While federal investigators have not said specifically that the same groups were involved in both attacks, an alert sent to state election officials lists common IP addresses that were used in both attacks. Several third-party sources have identified the attackers as Russians, but U.S. law enforcement sources have not confirmed that.
However, the U.S. government is taking the threat seriously enough that Secretary of Homeland Security Jeh Johnson held a conference call with state election officials on Aug. 15 to discuss the need for increased security of election sites and to encourage state election officials to follow the recommendations of the National Institute of Standards and Technology and the Department of Justice in securing their systems.
“As part of the ongoing effort, the secretary also announced that DHS is convening a Voting Infrastructure Cyber-security Action Campaign with experts from all levels of government and the private sector to raise awareness of cyber-security risks potentially affecting voting infrastructure and promote the security and resilience of the electoral process,” a spokesperson for DHS said as part of the announcement of the call.
For its part, the FBI isn’t providing much detail, which is no surprise since this is still an ongoing investigation. “While we cannot comment on specific alerts, what we can say is that in furtherance of public/private partnerships, the FBI routinely advises private industry of various cyber-threat indicators observed during the course of our investigations. This data is provided in order to help systems administrators guard against the actions of persistent cyber-criminals,” an FBI spokesperson told eWEEK in an email.
The next question now becomes one of why the hackers were trying to break into voter registration databases. The most likely answer is that it was a routine attack aimed at identity theft. Voter registration databases may contain a significant amount of personal information that can be used in conjunction with other information that’s already been taken from other compromised systems, or it may provide enough information on its own. Depending on the state, the database may contain driver’s license information, social security numbers, full names and addresses, and the like.
But there’s another possibility that’s much more unsettling. Suppose the voter registration breach is just one part of an attempt to influence the upcoming election in the United States? The information in voter registration data, combined with information taken in the breach of the Democratic Party, and in breaches of other political organizations may be enough to form the baseline data for a sophisticated attack on the election itself.
Foreign Hackers Allegedly Breach 2 State Election Databases
According to a study by the Institute for Critical Infrastructure Technology, the voting system in the United States is highly vulnerable. According to James Scott, a senior fellow at the institute, the shift to electronic voting machines following the contested Bush/Gore election resulted in broad reliance on voting machines with little security. Some of these machines are so insecure that they can be attacked through known vulnerabilities using WiFi operated by an attacker in the parking lot near the polling station.
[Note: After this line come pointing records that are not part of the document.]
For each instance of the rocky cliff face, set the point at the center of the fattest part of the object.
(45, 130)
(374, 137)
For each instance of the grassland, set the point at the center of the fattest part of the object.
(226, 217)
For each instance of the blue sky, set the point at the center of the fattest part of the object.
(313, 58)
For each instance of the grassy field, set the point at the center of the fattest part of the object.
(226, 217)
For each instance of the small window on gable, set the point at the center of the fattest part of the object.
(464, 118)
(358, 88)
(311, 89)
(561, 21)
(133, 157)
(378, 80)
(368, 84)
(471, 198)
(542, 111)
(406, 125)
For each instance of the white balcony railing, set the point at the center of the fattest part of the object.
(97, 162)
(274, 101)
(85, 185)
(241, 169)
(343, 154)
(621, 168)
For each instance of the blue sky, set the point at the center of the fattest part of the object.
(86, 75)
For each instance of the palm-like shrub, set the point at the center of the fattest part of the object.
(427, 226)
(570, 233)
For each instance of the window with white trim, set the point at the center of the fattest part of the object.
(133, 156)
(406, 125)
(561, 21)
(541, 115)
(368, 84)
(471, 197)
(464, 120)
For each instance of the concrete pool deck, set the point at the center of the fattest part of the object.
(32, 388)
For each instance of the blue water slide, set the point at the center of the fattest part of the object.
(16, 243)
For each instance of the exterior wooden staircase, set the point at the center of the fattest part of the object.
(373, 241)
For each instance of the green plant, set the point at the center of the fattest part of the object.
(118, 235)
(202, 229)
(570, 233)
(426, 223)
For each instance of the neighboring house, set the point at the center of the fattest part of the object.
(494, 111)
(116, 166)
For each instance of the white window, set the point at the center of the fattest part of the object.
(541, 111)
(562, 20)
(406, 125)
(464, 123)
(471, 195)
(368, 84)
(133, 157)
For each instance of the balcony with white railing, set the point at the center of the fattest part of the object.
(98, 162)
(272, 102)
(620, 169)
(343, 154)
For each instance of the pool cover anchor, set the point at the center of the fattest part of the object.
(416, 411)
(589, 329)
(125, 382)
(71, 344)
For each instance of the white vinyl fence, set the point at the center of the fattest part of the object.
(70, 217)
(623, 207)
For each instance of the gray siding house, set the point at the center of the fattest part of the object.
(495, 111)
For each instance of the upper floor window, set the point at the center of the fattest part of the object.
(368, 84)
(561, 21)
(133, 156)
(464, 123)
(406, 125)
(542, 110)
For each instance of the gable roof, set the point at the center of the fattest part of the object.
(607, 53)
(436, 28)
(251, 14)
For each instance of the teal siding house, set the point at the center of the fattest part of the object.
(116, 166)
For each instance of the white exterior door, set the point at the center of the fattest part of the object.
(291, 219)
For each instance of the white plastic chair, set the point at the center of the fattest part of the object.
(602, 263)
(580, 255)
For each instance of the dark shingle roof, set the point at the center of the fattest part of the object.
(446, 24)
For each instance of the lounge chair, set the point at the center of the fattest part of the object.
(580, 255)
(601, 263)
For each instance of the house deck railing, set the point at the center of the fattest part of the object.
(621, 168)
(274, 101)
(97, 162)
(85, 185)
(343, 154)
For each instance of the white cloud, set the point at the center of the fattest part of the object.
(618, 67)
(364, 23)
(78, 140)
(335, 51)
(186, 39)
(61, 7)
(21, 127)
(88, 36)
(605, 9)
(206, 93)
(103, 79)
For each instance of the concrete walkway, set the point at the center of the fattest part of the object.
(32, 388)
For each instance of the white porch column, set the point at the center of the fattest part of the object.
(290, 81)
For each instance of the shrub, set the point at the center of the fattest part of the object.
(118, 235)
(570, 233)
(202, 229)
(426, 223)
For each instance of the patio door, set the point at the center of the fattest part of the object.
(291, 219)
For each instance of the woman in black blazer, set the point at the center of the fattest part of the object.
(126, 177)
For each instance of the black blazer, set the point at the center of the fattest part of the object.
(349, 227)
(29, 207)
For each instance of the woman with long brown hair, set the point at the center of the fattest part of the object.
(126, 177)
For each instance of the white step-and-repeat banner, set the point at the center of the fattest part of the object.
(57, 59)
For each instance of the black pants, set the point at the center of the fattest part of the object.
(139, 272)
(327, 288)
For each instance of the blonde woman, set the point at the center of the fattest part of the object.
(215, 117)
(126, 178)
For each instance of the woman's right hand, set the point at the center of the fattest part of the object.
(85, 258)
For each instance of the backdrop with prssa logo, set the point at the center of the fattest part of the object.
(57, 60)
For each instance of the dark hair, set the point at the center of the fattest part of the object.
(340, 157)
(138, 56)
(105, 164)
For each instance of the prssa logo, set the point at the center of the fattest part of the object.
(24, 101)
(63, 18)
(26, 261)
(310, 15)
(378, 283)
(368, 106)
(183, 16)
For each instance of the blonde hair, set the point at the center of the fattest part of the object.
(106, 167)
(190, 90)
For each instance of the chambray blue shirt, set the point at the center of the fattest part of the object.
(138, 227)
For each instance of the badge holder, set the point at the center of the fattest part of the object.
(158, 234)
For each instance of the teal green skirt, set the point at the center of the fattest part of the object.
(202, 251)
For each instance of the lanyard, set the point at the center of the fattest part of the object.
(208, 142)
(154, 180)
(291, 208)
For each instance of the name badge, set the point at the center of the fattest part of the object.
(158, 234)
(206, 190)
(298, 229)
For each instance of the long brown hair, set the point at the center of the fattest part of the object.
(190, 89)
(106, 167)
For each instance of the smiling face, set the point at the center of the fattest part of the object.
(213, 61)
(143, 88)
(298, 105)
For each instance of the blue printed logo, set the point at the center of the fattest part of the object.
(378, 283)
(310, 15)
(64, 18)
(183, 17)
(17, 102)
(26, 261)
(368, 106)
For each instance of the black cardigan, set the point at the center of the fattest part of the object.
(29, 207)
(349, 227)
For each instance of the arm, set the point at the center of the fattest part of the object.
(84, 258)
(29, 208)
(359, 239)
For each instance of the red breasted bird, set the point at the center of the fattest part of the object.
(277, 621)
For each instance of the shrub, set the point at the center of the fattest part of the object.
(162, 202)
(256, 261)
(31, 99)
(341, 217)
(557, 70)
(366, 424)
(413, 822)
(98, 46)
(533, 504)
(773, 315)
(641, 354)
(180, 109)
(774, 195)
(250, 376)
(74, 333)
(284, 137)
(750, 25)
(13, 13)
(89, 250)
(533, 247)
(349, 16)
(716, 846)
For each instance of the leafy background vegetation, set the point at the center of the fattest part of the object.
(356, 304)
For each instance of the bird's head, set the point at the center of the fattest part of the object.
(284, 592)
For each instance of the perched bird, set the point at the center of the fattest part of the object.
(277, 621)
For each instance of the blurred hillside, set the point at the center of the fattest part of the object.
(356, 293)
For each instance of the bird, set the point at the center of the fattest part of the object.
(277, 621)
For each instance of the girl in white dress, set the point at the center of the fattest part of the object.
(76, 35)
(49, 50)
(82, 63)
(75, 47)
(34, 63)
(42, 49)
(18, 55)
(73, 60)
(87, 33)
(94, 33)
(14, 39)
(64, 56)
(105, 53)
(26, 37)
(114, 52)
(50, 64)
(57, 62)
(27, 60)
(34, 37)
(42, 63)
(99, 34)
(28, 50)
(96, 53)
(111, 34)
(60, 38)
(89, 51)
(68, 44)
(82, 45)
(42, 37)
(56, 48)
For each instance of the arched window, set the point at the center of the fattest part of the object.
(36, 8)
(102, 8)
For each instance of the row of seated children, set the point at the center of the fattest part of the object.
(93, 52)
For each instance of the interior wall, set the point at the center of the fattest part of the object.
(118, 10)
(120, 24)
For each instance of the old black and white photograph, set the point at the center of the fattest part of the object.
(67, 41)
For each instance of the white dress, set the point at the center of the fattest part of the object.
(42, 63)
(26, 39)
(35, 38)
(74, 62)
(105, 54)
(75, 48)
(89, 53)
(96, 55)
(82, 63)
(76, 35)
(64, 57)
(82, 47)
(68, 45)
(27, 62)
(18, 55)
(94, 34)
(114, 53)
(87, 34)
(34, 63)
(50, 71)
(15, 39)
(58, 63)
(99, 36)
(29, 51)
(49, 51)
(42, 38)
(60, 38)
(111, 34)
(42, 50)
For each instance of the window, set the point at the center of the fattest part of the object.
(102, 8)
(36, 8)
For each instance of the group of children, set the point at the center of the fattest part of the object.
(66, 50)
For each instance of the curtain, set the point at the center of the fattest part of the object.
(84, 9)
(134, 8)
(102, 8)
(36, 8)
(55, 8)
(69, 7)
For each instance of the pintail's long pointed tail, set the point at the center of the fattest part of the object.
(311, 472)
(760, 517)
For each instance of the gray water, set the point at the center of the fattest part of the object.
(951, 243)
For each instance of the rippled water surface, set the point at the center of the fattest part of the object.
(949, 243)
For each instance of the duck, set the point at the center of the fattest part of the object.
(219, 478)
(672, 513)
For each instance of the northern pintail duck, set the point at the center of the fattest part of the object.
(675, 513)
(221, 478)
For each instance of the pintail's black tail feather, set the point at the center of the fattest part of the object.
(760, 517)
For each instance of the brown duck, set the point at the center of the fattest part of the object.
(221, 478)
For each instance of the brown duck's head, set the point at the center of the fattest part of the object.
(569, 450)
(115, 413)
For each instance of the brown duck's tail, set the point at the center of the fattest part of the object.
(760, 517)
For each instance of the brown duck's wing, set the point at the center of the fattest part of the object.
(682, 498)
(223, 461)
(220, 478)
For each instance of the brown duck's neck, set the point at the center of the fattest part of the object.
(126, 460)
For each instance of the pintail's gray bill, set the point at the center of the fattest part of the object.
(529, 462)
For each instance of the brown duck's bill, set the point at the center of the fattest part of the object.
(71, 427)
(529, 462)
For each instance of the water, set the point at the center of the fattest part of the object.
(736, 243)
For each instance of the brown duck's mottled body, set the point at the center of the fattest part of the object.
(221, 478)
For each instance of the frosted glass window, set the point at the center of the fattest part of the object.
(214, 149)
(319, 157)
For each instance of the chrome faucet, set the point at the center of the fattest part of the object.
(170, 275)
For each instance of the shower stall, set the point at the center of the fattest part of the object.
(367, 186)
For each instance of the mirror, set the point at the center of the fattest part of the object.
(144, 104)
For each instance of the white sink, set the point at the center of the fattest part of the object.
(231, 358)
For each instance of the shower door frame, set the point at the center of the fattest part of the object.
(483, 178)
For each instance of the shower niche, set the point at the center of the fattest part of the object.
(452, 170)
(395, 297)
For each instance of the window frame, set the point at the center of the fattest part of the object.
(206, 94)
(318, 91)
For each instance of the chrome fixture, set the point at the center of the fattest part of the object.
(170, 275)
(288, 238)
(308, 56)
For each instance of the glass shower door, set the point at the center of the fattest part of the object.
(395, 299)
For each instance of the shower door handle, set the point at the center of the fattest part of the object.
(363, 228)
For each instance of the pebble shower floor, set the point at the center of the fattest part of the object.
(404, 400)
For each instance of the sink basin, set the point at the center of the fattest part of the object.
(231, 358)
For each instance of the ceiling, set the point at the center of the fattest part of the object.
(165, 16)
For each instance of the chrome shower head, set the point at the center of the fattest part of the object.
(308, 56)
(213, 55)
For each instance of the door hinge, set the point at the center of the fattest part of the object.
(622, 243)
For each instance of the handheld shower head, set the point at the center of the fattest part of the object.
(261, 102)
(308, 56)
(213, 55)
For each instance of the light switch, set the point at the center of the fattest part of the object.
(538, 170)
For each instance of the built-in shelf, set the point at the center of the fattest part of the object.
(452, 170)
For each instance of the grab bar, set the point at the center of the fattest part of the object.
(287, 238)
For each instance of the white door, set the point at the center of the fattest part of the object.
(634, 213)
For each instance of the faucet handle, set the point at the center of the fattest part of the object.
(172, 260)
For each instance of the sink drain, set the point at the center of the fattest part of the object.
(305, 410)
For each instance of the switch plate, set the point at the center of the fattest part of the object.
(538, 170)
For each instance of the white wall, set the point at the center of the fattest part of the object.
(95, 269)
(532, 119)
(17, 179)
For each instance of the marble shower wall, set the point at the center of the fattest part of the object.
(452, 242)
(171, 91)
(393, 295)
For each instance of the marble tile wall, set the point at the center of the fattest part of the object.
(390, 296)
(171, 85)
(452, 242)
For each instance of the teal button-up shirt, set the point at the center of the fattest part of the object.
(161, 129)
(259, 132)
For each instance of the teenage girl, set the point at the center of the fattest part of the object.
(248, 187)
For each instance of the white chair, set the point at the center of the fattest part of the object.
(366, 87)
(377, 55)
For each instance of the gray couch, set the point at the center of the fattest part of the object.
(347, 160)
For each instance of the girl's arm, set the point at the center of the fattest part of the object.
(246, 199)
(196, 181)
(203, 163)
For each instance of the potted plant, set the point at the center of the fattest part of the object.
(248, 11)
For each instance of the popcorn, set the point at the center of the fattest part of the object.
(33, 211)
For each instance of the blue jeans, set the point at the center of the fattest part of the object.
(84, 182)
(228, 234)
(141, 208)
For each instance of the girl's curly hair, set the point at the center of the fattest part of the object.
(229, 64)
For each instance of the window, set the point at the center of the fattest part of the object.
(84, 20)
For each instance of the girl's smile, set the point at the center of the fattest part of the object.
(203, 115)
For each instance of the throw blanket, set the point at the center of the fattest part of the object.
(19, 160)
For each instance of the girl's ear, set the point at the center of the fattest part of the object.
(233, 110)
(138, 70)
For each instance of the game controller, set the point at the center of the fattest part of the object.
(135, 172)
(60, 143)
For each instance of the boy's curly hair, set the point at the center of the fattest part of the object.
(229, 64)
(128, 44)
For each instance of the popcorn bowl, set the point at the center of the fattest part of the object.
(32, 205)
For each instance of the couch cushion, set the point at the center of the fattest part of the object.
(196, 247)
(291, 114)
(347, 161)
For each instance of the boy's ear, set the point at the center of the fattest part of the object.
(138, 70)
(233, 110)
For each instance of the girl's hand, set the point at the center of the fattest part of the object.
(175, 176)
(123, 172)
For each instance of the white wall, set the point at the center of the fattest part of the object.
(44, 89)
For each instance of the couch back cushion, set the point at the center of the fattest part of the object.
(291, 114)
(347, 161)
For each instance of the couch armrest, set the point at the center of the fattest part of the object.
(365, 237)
Tyler Cohen Wood, former Defense Intelligence Agency deputy division chief, said that a more significant threat probably exists in the areas where votes are consolidated by county and state election offices. Vulnerabilities exist through insider threats, the supply chain (including where voting machines are serviced and updated) and through the networks where poll results are tallied.
“We’ve gone from the hanging chad to where, for the most part, everything is electronic,” said Wood, who is currently cyber-security advisor at Inspired eLearning. “If devices are connected and if there are vulnerabilities, it’s possible for hackers to get in and change the voting.”
An additional threat pointed out by Scott is that a series of persistent attacks and data exfiltration can undermine the faith in the voting process. While that might not actually change any votes, it can give rise to credibility among those who claim that the voting system is rigged. An increase in such credibility can cause delays through recounts, investigations, legal action and other challenges that could bring chaos to the voting in important elections.
Unfortunately, a great deal boils down to the motives of the alleged Russian hackers who broke into the voter registration database in Illinois. Was it just a poorly executed attempt at identity theft, or something much more sinister? Until more is known about the attackers, it’s impossible to say.
But what it does mean is that in this age of state budget shortfalls, it’s still necessary to find the money to improve voting security. While voting security has been a key part of elections in the United States, that doesn’t mean that those elections are necessarily secure. But the states need to find a way to make voting as secure as it can be.